Private SecurityPPA was contracted by a private K-12 school after a viable threat was confirmed.

We promptly began service. Our first order of business was to meet the administrative staff and faculty to discuss our approach, advise on what measures to implement, and what to expect from us. We answered all questions and encouraged them to continue to approach us with concerns, or observations. We then did meet and greets in the classrooms.

Calm and Comforting Demeanor

Everyone on the campus knew the officer by name now, and saw that he was very friendly and approachable. We, of course, sent out an agent who was a mature and kind family man with excellent communication skills. His training and experience were very thorough in the areas needed for school security, but his demeanor was calm and comforting. We know that in the private sector, especially a school, that a militaristic demeanor is quite frightening to the students and will stifle open communication lines.

As the days went by there became an environment of camaraderie. We stayed at this particular school for an additional 2 months after the threat diminished, as it was a comfort to the parents, faculty, and of course the students.

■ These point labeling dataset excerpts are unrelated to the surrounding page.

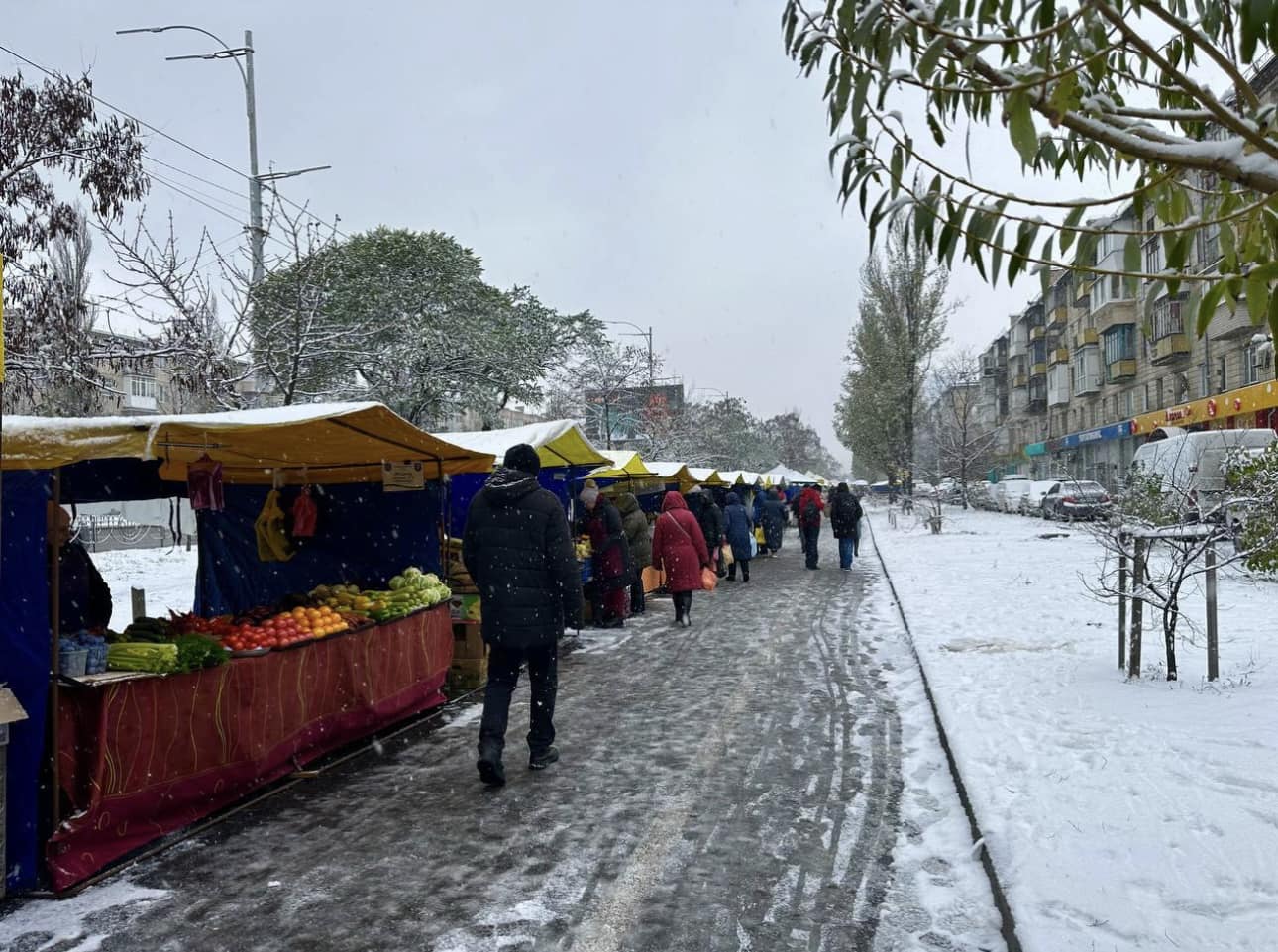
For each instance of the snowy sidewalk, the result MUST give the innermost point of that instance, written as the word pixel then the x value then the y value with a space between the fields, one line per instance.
pixel 1119 815
pixel 768 780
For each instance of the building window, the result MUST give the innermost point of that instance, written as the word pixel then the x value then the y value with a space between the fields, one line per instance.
pixel 1119 344
pixel 1168 317
pixel 1251 365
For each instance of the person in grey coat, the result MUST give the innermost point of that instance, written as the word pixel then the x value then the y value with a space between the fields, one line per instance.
pixel 634 523
pixel 739 529
pixel 774 515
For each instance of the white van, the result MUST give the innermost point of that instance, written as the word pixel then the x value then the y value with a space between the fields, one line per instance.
pixel 1191 466
pixel 1009 492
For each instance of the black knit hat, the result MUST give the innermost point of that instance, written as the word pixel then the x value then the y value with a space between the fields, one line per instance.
pixel 523 458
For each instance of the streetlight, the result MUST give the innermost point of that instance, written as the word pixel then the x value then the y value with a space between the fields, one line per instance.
pixel 257 234
pixel 642 333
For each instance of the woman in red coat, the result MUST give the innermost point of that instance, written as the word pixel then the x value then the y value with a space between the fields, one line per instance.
pixel 679 550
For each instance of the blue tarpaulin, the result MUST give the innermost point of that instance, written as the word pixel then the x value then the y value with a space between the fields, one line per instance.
pixel 364 536
pixel 464 487
pixel 25 648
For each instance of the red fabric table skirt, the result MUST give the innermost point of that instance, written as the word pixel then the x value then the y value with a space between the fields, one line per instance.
pixel 144 758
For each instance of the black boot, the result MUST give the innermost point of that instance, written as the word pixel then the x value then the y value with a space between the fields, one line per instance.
pixel 491 770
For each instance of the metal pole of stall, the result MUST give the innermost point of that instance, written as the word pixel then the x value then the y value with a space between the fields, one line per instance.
pixel 55 626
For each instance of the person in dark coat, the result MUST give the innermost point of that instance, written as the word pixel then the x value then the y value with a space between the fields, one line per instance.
pixel 609 560
pixel 810 506
pixel 774 519
pixel 518 549
pixel 634 523
pixel 709 516
pixel 83 598
pixel 845 516
pixel 679 550
pixel 739 529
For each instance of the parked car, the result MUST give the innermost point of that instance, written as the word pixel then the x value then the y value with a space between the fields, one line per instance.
pixel 1009 490
pixel 1075 498
pixel 1031 502
pixel 981 494
pixel 1191 466
pixel 924 490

Because of our approach, which emphasizes customer service to anyone who may be affected, our acceptance on campus was welcomed. Students often walked by the officer to “high-five” him, the officer gave the younger students stickers. There was no fear. If anything, the students liked having him there. The school, of course, was able to appease its worried parents, and the threat went away. There is a lot to be said about an officer showing up to help unite a school, rather than simply put a strong presence there.

Our Approach

We believe strongly that security works best when everyone gets on the same page. This may sound simplistic, but the truth is, that in any given school there may be several types of trouble, but the majority of any group will work together to protect its members when approached with a proactive, positive attitude. This is our approach, and we do very well with it.

To truly help on a school campus, to actually get cooperation, people need to know that there is someone there who knows what he is doing. Our claim is it is done best by showing respect to those people actually needed to do the job.